Go Take A Hike!
No, not that kind. The peaceful foray-into-nature-to-reset kind of hike. The explore-our-area-with-some-healthy-exercise sort of hike.
This is a story about beautiful hikes, but let’s back up a minute.
Every year during the holidays, between Thanksgiving to New Year’s, there is time I don’t typically have. Time I’m never used to. It feels like stepping off a quick spinning merry-go-round onto solid ground; a bit disorienting with the abrupt change of pace. If I’m honest, what made it particularly jarring this year, is that real estate has also quickly changed. Like a light switch, within a very short period of time, our market has gone from white hot to dim. I made a choice this year; instead of lamenting the odd offering of time, I have embraced it. Turns out this isn’t “dead time” at all. In fact, I feel really good, alive and refreshed, and ready to tackle this next year whatever it has in store.
Space to Explore
Because I’m familiar with the impending dread this downtime typically brings, I knew I needed to not only mentally and emotionally prepare but physically engage. There is way more to life than real estate, and there is way more to real estate than just buildings. There is space. Space is environments and geography, parks and trees and water- the richness we surround ourselves with and the community it connects us to. As Charlotte’s real estate market flattens, I decided it’s a good time to get out and explore. I promise this is a blog about beautiful hikes. Stick with me.

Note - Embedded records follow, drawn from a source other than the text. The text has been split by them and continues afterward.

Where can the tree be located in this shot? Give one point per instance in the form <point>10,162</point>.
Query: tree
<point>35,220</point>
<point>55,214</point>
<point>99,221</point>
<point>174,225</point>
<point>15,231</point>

My adorably understanding husband knows better than anyone I can get a little nutso or stir-crazy during this time so we devised a plan. Finding ourselves with time and extra energy, we decided to check out different areas of the Charlotte region. We tried to stick within a mile circumference of Center Charlotte. Our hope was to find local hikes and new spaces to explore.
We discovered all the information we needed by visiting the Carolina Thread Trail.
Carolina Thread Trail Mission Statement:
The Carolina Thread Trail is your regional network of connected greenways, trails, and blueways that reaches 15 counties, two states, and 2.9 million people. There are over 300 miles of trails and 170 miles of blueway open to the public – linking people to places, and communities to each other. The Thread Trail preserves our natural areas and is a place for recreation, transportation and conservation. This is a landmark project that provides public and community benefits for people of every age, every background and in every community in our region.
We decided on three hikes that we’ve taken over the last three weeks. Each has been a wonderful surprise and delight in space. Like the mission statement says, these hikes really do link spaces and communities, so it is an absolutely perfect way to get to know local regions and history while connecting with nature.
Our Chosen Hikes:
Gold Hill Rail Trail:
This trail was on the edge of a real gold mining town still functioning! Such a fun expedition and like a hike back in time. The trail was 2.2 miles one way. We completed both directions for an easy and enjoyable 4.4 miles. The coolest thing was learning about the history of this gold mine town. There are still some structures and equipment from the active gold mining days in place along the hike. A kiddos imagination could run wild. You can even have lunch steps away from the head of the trail at Flynn’s Village Grill. Who doesn’t like lunch in the middle of their hike?
Landsford Canal Trail:
Did I mention the trail map covers trails in South Carolina too? The Landsford Canal trail is one of them. This hike is part of a series of trails along the Catawba river inside the Canal State Park. It’s a hike grandparents and children could enjoy. Like the Gold Hill Trail, this hike guides you through history. The Landsford canal was a very sophisticated lock system complete with locks and bridges. It’s a 1.5 mile hike one way. Oh, and fun fact, it’s home to the Rocky Shoal Spider Lilies which are rare and only seen in this part of the world. They are under consideration for protection under the Endangered Species Act. Their peak bloom season is May and June. If you wait until early summer, you could see the lilies and take advantage of the kayaks and canoes offered.
Duke Kimbrell Trail:
This trail is close to home for us in Belmont. It was our longest hike amongst the three clocking in at 4.6 miles. You can stay on the Duke Kimbrell path or you have the option of taking a side loop through the Daniel Stowe Botanical Gardens. The gardens have some fun events coming up in February. You could surprise your partner for Valentine’s by telling them to take a hike and have a fun daytime date! The hike takes you along the edge of Lake Wylie, which is one of the fastest growing spaces in our area. This hike was a bit more challenging and we enjoyed the exercise. After this one, we were ready to grab a bite in adorable downtown Belmont.
Ya’ll, I don’t use these words lightly, if you don’t know about this treasure trove of local hikes, do yourselves a favor and check out the Carolina Thread Trail Map for ideas that fit your preference.
Williams Shakespeare said, “One touch of nature makes the whole world kin.”
So here I am, thankful for the rich spaces we find ourselves in, energized, connected AND better for taking a hike.
Go enjoy our region.
**Important to mention all of these hikes are good for all ages and doggies (please remember to bring waste bags for your doggies and dispose of them when you leave.)